In total, SpaceX now operates 182 Starlink satellites, including two prototypes that the company launched nearly two years ago. The previous record-holder for the world’s largest commercial satellite constellation, the company called Planet, operates 150 remote-sensing satellites.

Most of us take the internet for granted, so it’s easy to forget that roughly 40% of the world’s population still lack internet access in 2020. Bringing billions of people online will deliver immense societal and economic value by enabling new businesses, expanding markets and jobs, and supercharging education.

Elon Musk’s latest big wager, however, is extremely risky — but by now we’ve grown accustomed to the entrepreneur’s knack for overly ambitious projects.

Some of the challenges include launching Starlink satellites every two weeks in order to reach the company’s goal of operating up 12,000 satellites.
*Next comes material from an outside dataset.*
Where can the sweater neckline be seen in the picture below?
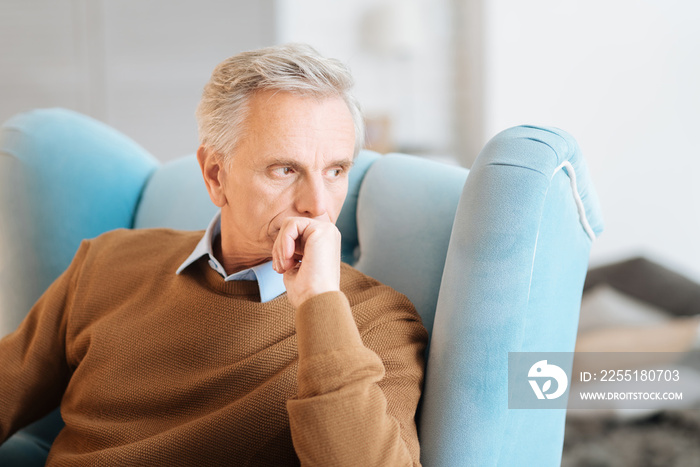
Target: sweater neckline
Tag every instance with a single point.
(214, 281)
In fact, Space has filed paperwork with the United Nations’ International Telecommunications Union for another 32,000 satellites.

Broadband won’t be magically beamed to your phone from space. Instead, to access satellite internet, a Starlink customer will have to connect to a terminal. This means that a ground-based infrastructure consisting of various receivers and antennas will also have to be built from scratch.

In typical SpaceX fashion, these terminals will be designed in-house at the company’s headquarters in Hawthorne, California. SpaceX’s chief operating officer, Gwynne Shotwell, said that the company’s engineers are already working on a prototype, but it might take many years before Starlink becomes operational. But whether or not the company will be able to turn a profit remains questionable.

SpaceX also has competition. UK-based OneWeb is seeking to deploy its own constellation of 650 satellites while Amazon wants to deploy Kuiper, a constellation of 3,200 broadband satellites.

And while the world could stand to benefit from such a venture, science could run into some serious trouble because of Musk’s web of broadband in the sky.

Elon Musk’s astronomical photobomb

Astronomers surveying the sky for distant objects like far-away galaxies often have to deal with the nuisance of a satellite zipping through an observatory’s field of view. Such an occurrence doesn’t ruin the observation because astronomers are able to digitally remove the satellite speck with a bit of effort. But you know what ruins an observation? A streak of light formed by more than a dozen Starlink satellites. Just take a look at the image below.

Cliff Johnson, an astronomer at Northwestern University, took this image on November 18th using the  Dark Energy Camera on the 4-meter Blanco Telescope at the Cerro Tololo Inter-American Observatory.  It shows 19 Starlink satellites crossing the field of view in a six-minute exposure. Credit: CTIO/AURA/NSF.

Right now, Starlink isn’t much of a problem to astronomy but if tens of thousands of satellites really become operational, this could severely hamper observations.

What’s more, you won’t need a telescope to see Starlink. During twilight hours, and outside the city, you should be able to see streaks of light zipping through the night’s sky, like an artificial meteor shower. With tens of thousands of low-orbiting satellites, it will be like the sky is crawling with UFOs.

To mitigate the intrusion, SpaceX said it will treat its Starlink network with a special coating that will make the satellites less bright. For everyone’s sake, hopefully, SpaceX will think of other clever ways to make sure Starlink doesn’t ruin science while still pursuing its commendable goal of delivering high-speed internet to every corner of the globe.